Le 24 et le 25 avril, nous sondons jusqu'à 3,000 et 3,200 mètres sans atteindre le fond. Le 22 juillet, même résultat avec des lignes de 2,500 et de 3,060 mètres. Le lendemain, nous touchons le fond par 3,800 mètres.
Dans la nuit du 22 juin, huit ou dix femelles de narvals viennent s'ébattre dans le chenal ouvert à tribord. Après leur avoir tiré plusieurs coups de feu sans résultat, je m'élançai à leur poursuite dans la baleinière, sans parvenir à les joindre. Je fis préparer des harpons, bien décidé à leur donner la chasse dès que l'occasion s'en présenterait. Le 2 juillet, je crus le moment propice arrivé. Le canal grouillait de cétacés, mais, dès que le canot fut à la mer, ils disparurent comme par enchantement. Quelques jours après ils se montrèrent dans une autre flaque d'eau; cette fois encore nous ne pûmes les approcher.
De temps en temps, des phoques (Phoca barbata) se montraient autour du navire. Comme les narvals, ils étaient trop farouches pour que nous pussions les approcher.
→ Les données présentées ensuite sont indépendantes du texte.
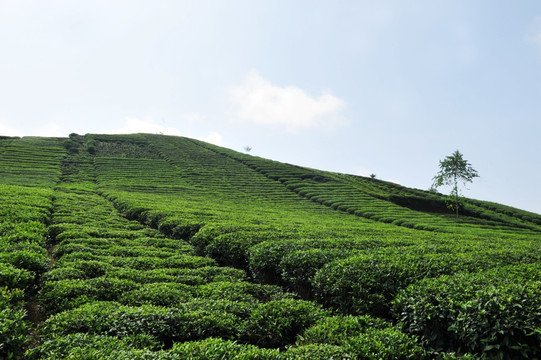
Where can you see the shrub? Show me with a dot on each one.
(14, 329)
(11, 277)
(159, 294)
(239, 291)
(231, 249)
(494, 312)
(337, 329)
(36, 263)
(367, 284)
(299, 267)
(318, 352)
(63, 295)
(179, 228)
(385, 344)
(85, 346)
(277, 323)
(166, 324)
(211, 348)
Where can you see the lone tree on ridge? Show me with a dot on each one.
(454, 170)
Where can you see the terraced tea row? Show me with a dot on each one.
(158, 288)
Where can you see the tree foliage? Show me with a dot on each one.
(454, 170)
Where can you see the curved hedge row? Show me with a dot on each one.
(495, 312)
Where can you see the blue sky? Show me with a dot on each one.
(361, 87)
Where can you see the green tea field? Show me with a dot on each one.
(159, 247)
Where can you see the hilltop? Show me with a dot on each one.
(179, 246)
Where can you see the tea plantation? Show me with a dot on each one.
(158, 247)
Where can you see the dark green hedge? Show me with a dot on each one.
(495, 313)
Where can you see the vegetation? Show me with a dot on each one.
(155, 247)
(454, 170)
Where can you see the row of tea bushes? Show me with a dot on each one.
(387, 202)
(14, 328)
(119, 290)
(339, 337)
(23, 231)
(109, 285)
(496, 312)
(29, 167)
(367, 284)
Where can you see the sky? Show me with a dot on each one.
(361, 87)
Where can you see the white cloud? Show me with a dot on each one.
(213, 138)
(258, 101)
(8, 130)
(134, 125)
(51, 129)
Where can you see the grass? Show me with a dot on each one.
(174, 243)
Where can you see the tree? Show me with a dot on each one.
(453, 171)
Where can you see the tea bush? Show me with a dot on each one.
(494, 313)
(277, 323)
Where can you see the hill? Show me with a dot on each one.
(159, 247)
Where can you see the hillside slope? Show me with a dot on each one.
(178, 245)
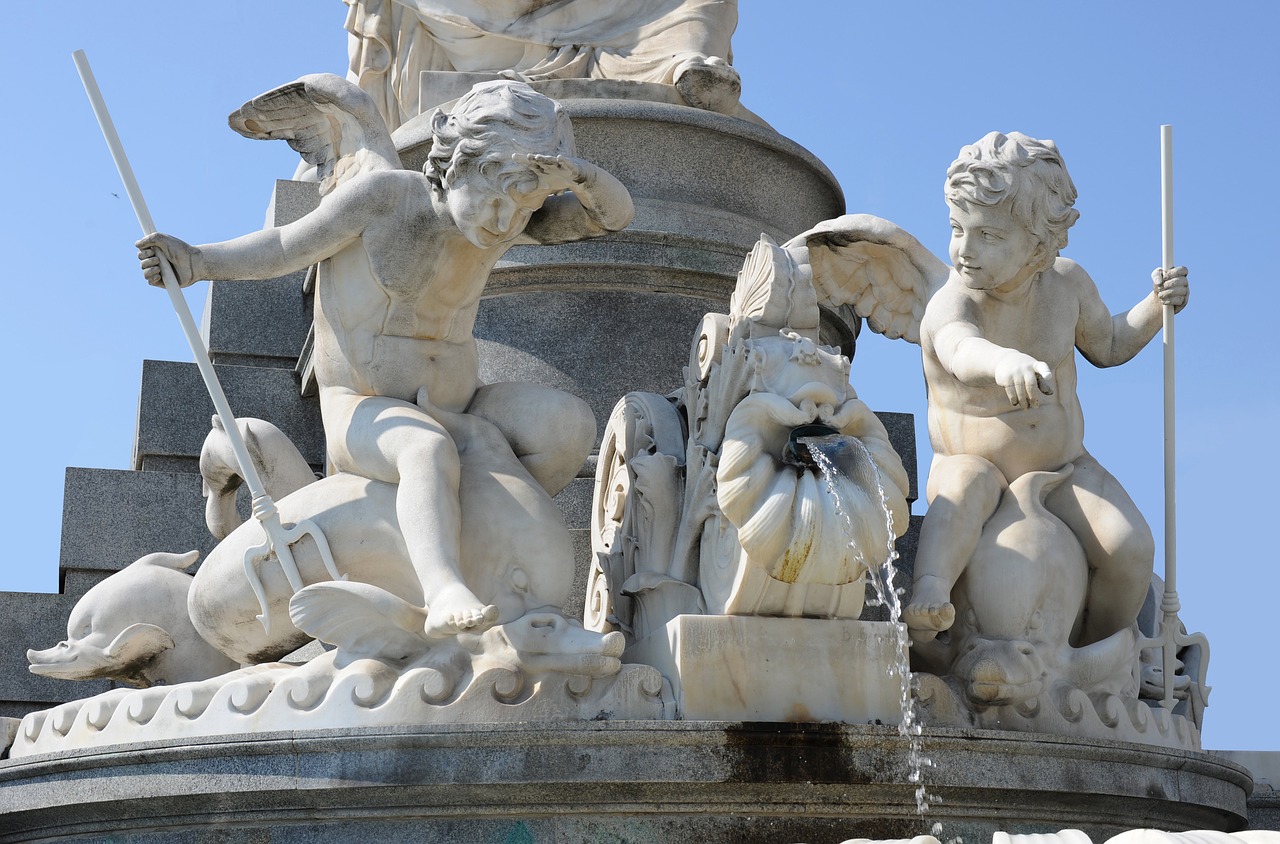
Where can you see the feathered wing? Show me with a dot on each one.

Enfin, dans les premiers jours d'août, nous reçûmes la visite d'un ours. Depuis six mois aucun de ces animaux ne s'était montré.
Pendant l'été, dans toutes les directions, s'ouvraient, à chaque instant, de larges crevasses pour se refermer ensuite quelques heures plus tard. En se rejoignant, les glaçons se heurtaient avec violence; dans ces chocs, leurs bords se brisaient, s'amoncelaient et s'empilaient en hummocks plus ou moins larges, qui s'effondraient dès que la pression cessait. A la suite de ces convulsions, le floe qui portait le Fram se fendit de plus en plus, et, après un violent assaut survenu le 14 juillet, un chenal s'ouvrit sur le flanc du navire. Un moment je crus que le bâtiment allait quitter l'étau de glace qui l'enserrait depuis vingt-deux mois, et reprendre possession de son élément. Le Fram resta cependant pendant quelque temps encore fixé à son floe, virant seulement dans différentes directions, lorsque la banquise était agitée.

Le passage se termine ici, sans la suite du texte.